Eu entendo a Clementine. Alguns relacionamentos nos deixam mesmo numa situação muito delicada: ou vivemos para corresponder às expectativas do parceiro, ou o decepcionamos – e, que desforo!, ainda temos de dar satisfações por não sermos aquilo que ele idealizou de nós!

Mas eu também entendo o Joel. Qualquer pessoa minimamente saudável sabe – e se conforma com isso – que todos têm defeitos. E às vezes, surpresa!, é dos defeitos mesmo que a gente gosta! Ou vocês acham que Joel não adora o jeito doidinho da Clementine?

Um dia, um dos melhores professores que eu tive na minha vida, o professor Jaime Ginzburg, de Literatura Brasileira, na faculdade de Letras da UFSM, disse que o amor é uma aceitação mútua de precariedades: “Você aceita a minha precariedade e eu aceito a sua”. Eu, que tinha apenas 19 ou 20 anos, sempre tinha visto o amor como uma admiração mútua de qualidades. E não mudei de opinião, apenas acrescentei a ela a perspectiva do professor.

Mas o fato é que prefiro admirar as qualidades sem ficar me preocupando com a precariedade. Isso não é viver de um modo ingênuo. Não ignoro os defeitos. Mas só lhes dou atenção quando eles pedem!

Ainda sobre a felicidade...

Escrevendo ontem sobre o hábito de algumas pessoas de postergarem a felicidade, não pude deixar de lembrar de dois poemas. O primeiro é o excelente Adiamento, de Álvaro de Campos, o heterônimo mais melancólico de Fernando Pessoa:

Adiamento

Depois de amanhã, sim, só depois de amanhã...
Levarei amanhã a pensar em depois de amanhã,
E assim será possível; mas hoje não...
Não, hoje nada; hoje não posso.
A persistência confusa da minha subjetividade objetiva,
O sono da minha vida real, intercalado,
O cansaço antecipado e infinito,
Um cansaço de mundos para apanhar um elétrico...
Esta espécie de alma...
Só depois de amanhã...
Hoje quero preparar-me,
Quero preparar-me para pensar amanhã no dia seguinte...
Ele é que é decisivo.
Tenho já o plano traçado; mas não, hoje não traço planos...
Amanhã é o dia dos planos.
Amanhã sentar-me-ei à secretária para conquistar o mundo;
Mas só conquistarei o mundo depois de amanhã...
Tenho vontade de chorar,
Tenho vontade de chorar muito de repente, de dentro...

Não, não queiram saber mais nada, é segredo, não digo.
Só depois de amanhã...
Quando era criança o circo de domingo divertia-me toda a semana.
Hoje só me diverte o circo de domingo de toda a semana da minha infância...
Depois de amanhã serei outro,
A minha vida triunfar-se-á,
Todas as minhas qualidades reais de inteligente, lido e prático
Serão convocadas por um edital...
Mas por um edital de amanhã...
Hoje quero dormir, redigirei amanhã...
Por hoje, qual é o espetáculo que me repetiria a infância?
Mesmo para eu comprar os bilhetes amanhã,
Que depois de amanhã é que está bem o espetáculo...
Antes, não...
Depois de amanhã terei a pose pública que amanhã estudarei.
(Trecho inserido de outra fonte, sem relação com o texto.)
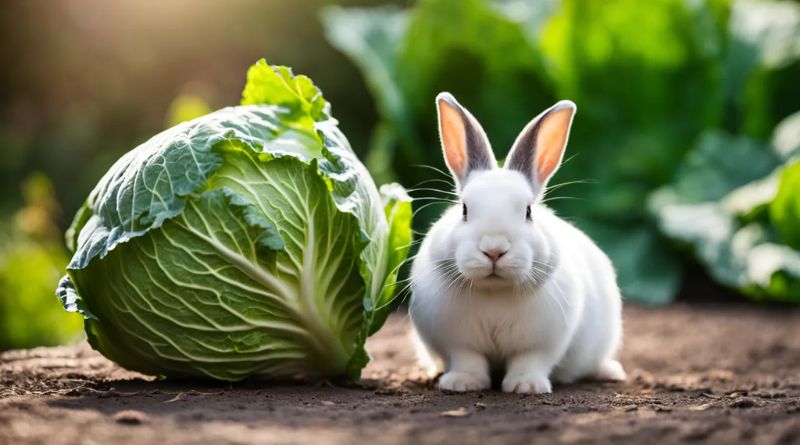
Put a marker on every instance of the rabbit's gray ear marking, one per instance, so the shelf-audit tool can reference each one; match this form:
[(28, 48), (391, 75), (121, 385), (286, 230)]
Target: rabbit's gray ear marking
[(466, 147), (539, 148)]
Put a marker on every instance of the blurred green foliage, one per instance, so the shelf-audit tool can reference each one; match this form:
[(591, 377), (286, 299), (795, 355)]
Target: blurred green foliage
[(32, 258), (658, 84)]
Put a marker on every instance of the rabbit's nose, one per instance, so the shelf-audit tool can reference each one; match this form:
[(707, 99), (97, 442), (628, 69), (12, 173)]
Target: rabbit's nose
[(494, 254)]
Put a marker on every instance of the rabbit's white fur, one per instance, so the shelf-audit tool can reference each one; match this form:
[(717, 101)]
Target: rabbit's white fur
[(549, 307)]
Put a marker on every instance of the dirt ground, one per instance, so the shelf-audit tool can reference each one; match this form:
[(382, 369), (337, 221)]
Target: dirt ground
[(697, 373)]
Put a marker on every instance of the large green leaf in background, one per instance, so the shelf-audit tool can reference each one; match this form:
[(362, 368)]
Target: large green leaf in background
[(250, 241), (649, 78), (728, 201)]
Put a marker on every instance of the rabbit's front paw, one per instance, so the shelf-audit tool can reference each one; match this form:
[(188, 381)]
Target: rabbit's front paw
[(527, 384), (462, 381)]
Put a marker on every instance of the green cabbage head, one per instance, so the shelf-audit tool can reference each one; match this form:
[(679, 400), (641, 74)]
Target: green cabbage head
[(250, 241)]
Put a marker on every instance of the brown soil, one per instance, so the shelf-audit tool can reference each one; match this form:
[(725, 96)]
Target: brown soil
[(698, 373)]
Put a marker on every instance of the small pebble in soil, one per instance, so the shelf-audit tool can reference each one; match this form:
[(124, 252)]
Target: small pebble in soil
[(459, 412), (743, 402), (130, 417)]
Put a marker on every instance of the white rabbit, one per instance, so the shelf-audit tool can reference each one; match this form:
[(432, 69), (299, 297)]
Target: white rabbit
[(501, 282)]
Depois de amanhã serei finalmente o que hoje não posso nunca ser.
Só depois de amanhã...
Tenho sono como o frio de um cão vadio.
Tenho muito sono.
Amanhã te direi as palavras, ou depois de amanhã...
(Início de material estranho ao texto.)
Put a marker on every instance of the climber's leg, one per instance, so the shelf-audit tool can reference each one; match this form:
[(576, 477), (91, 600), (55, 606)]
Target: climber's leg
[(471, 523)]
Sim, talvez só depois de amanhã...
O porvir...
Sim, o porvir...

O sujeito do poema parece estar convicto de que realmente tem condições de conquistar o mundo – e não duvido de que as tenha mesmo –, mas deixa para fazê-lo no futuro porque... bem, porque, como já escrevi no post anterior, conquistar não tem graça. Almejar a conquista é que tem. Ou talvez o sujeito seja apenas preguiçoso. Deixa para amanhã porque... acredita que o futuro lhe pertence. Confia na vida e não conta com a morte. Eis o risco de deixar as coisas para amanhã. Nem sempre o porvir de fato vem.

Julgar que “depois de amanhã é que está bem o espetáculo” é raciocínio de quem vive de imagem, de quem quer agradar aos outros, de quem pensa que precisa provar algo para alguém. Por que não fazer o espetáculo hoje? Porque ainda não está bem ensaiado? Porque ainda faltam alguns detalhes? E daí? Quem se importa? Você? Tem certeza que é mesmo à sua auto-exigência que quer atender?
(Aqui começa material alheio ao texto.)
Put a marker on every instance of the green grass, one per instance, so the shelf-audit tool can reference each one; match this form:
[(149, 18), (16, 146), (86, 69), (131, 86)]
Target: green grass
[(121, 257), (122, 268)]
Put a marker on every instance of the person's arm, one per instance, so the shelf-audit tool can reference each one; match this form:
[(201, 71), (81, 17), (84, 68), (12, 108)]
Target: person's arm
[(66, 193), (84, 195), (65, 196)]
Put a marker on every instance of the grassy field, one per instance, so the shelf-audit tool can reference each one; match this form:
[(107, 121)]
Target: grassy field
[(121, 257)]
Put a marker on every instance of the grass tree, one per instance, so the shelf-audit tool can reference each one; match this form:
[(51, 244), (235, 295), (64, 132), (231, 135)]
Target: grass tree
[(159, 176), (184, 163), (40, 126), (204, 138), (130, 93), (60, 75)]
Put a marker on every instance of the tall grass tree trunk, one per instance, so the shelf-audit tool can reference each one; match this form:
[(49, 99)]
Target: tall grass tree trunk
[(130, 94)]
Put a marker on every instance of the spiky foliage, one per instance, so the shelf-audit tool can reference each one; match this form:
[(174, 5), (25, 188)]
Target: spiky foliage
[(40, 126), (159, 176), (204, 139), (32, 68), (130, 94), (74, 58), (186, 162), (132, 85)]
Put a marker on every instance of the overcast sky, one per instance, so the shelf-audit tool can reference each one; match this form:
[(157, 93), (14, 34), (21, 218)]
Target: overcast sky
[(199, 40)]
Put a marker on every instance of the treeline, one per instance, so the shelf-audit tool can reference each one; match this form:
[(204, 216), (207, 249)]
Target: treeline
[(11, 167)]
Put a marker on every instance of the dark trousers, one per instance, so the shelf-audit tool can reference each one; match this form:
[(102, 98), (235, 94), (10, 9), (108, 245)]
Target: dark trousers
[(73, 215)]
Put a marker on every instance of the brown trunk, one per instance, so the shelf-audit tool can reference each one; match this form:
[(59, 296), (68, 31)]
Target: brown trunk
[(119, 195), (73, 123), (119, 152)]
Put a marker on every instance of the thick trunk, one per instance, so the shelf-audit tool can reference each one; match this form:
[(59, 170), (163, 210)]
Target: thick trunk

Aliás, para que (ou para quem) fazer espetáculo, hein? Tive oportunidade de participar de um tempos atrás e posso assegurar que os preparativos & bastidores foram muito mais interessantes do que o espetáculo em si. E é melhor que tenha sido assim – e seria bom que fosse assim sempre, tanto no sentido real quanto (e principalmente) no metafórico –, porque em tudo na vida o processo é mais longo do que o fim. No caso do espetáculo real, só fiquei 3 minutos e 54 segundos no palco, veja só!...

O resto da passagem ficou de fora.